0

I have multiple pods on Kubernetes (v1.23.5) that are not being evicted and rescheduled in case of node failure.

According to Kubernetes documentation, this process must begin after 300s:

Kubernetes automatically adds a Toleration for node.kubernetes.io/not-ready and node.kubernetes.io/unreachable with tolerationSeconds=300 unless you, or a controller, set those tolerations explicitly. These automatically-added tolerations mean that Pods remain bound to Nodes for 5 minutes after detecting one of these problems.

Unfortunately, pods get stuck in terminating status and would not evict. However, in one test on a pod without any PVC attached, it evicted and started running on another node.

  • I'm trying to understand how I can make other pods evict after the default 300s time.
  • I don't know why it would not happen automatically, and I must drain the pod stuck in a terminating state to make it work properly.

Update

I have seen the kvaps/kube-fencing project. There seems to be a fencing procedure that runs in case of a node failure. I couldn't make it solve my problem, and I didn't. I don't know whether it is because of my lack of comprehension of this project, or it is solely used to handle the node in case of a failure and not the pods stuck in termination state and evicting those pods.

1 Answers1

0

There are two ways to handle this problem.

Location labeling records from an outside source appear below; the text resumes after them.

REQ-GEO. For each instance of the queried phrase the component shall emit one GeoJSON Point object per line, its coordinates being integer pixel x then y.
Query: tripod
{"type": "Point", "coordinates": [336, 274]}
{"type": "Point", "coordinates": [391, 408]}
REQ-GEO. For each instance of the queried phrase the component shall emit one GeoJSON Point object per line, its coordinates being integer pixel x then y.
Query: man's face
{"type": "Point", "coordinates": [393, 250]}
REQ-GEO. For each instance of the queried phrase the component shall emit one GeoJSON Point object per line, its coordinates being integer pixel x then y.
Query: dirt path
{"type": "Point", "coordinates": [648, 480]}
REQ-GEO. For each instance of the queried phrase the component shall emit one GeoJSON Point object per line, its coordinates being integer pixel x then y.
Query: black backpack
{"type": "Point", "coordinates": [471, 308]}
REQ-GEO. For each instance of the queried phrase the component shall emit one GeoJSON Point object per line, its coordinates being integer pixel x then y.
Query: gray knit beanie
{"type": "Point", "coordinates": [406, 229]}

First one is to use kvaps/kube-fencing. You need to configure a PodTemplate in which you can set a node to be deleted from the cluster when it becomes NotReady or flush the node. If you have volumes attached to the pod, the pods will remain in the ContainerCreating state.

There are the annotations in the PodTemplate:

annotations:
  fencing/mode: 'delete'
  fencing/mode: 'flush'

The second way is to use the Kubernetes Non-Graceful Node Shutdown. This is not available in Kubernetes (v1.23.5) and you have to upgrade.